Tedeschi 2011 Amarone della Valpolicella $56
30% Corvina, 30% Corvinone, 30% Rondinella, 10% Rossignola, Oseleta, Negrara, Dindarella; 5 g/L RS; aged in Slavonian oak for 3 years. Stinkier, gamey, open, and fruity – could easily be a Masi brother. Playful red fruit, like dried cranberries and strawberries. Palate is also strawberry-flavoured, and generally structured with a hint of bitterness on the palate to balance out all of the ripeness.

Tommasi 2012 Amarone della Valpolicella Classico $61
50% Corvina Veronese, 15% Corvinone, 30% Rondinella, 5% Oseleta; aged in 35-hectolitre Slavonian oak for 30 months. Chocolate-covered plums and dried fruit, and then something like dried banana peel and spice. Finessed and creamy; something in here is reminiscent of a smoothie. Tannins are there but it’s not super structured.

Zenato 2011 Amarone della Valpolicella Classico 
80% Corvina, 10% Rondinella, 10% Oseleta; oak-aged for 36 months. Gummy dark fruit, spice, and obvious oak. An odd dried banana thing going on. It’s all of big, spicy, ripe, friendly and open with flavours of black fruit and oak spice. Rather soft for the style. Bit of meat and mocha on the palate.

Zenato 2009 Amarone Riserva Sergio
80% Corvina, 10% Rondinella, 10% Oseleta; aged in 75 hectolitre Slavonian oak barrels for 48 months. Probably the most aromatic, slutty, and flamboyant of all the Amarone I’ve tasted. Molten chocolate, black cherry compote, spice, and hints of meat. Something ripe and leafy. Off-dry with creamy texture and powedery tannin.
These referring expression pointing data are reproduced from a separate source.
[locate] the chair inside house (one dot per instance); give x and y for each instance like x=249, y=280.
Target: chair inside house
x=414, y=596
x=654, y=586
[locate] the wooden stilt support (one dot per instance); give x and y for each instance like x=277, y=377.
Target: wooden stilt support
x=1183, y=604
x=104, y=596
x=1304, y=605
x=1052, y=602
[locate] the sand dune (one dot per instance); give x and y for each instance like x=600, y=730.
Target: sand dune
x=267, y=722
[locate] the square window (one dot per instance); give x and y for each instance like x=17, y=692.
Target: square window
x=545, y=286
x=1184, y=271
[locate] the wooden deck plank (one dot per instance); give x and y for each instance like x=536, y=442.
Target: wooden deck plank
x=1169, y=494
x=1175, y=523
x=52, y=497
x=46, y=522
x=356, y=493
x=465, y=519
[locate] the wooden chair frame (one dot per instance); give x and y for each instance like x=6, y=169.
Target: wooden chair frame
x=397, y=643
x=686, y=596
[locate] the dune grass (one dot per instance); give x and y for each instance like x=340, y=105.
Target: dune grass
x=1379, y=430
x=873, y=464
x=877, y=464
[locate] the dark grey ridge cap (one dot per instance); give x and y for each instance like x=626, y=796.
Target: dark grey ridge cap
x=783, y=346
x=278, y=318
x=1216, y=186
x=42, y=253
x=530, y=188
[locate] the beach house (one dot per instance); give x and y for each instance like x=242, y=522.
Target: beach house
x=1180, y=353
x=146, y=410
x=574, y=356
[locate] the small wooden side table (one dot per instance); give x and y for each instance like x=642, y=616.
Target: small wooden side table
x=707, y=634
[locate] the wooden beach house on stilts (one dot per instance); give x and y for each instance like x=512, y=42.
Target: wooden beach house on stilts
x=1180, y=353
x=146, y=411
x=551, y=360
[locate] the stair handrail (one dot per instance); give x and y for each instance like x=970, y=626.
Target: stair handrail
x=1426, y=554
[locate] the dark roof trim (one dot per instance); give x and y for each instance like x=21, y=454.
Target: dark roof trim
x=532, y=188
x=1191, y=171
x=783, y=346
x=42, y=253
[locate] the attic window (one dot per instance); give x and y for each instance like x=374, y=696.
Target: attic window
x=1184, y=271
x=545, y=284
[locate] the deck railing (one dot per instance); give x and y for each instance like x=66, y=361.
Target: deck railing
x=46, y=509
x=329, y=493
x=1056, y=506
Sumptuous.

Domini Veneti 2012 Amarone della Valpolicella Classico
70% Corvina, 15% Corvinone; 15% Rondinella; 8.0 g/L RS; aged in 50-hectolitre Slavonian oak barrels for 24 months. Lots of spice and forest floor here with black pepper and black fruit. Off-dry and velvety but with a hint of balanced bitterness. Solid.

Zonin 2012 Amarone della Valpolicella
60% Corvina, 35% Rondinella, and 5% Molinara; aged in 792 gallon Slavonian oak barrels for 24 months. Chocolatey, but certainly blackberry-forward. Very fragrant, full, and hedonistic. Charming and sweet, and definitely not so tannic. Alcohol is lower than the norm for Amarone, at 14% (for the 2011 vintage, at least): not completely fermented to dryness?

Bolla 2009 Le Origini Amarone della Valpolicella Riserva
75% Corvina and Corvinone, 25% Rondinella; aged for 12 months in French oak barrels and then 36 months in Slavonian oak. Red fruit, yes, but also a hint of something sweaty and nutty. Chocolatey, mouth-coating but well-contained. Quite spicy. 16.7% ABV.

Bottega 2012 Amarone della Valpolicella
Again with a gamy version here, though moderately intense. Gummy dark fruit. Med+ body but finessed. Definitely strucured but not super grippy; more finely-textured tannins compared to most. Hint of ashy mocha.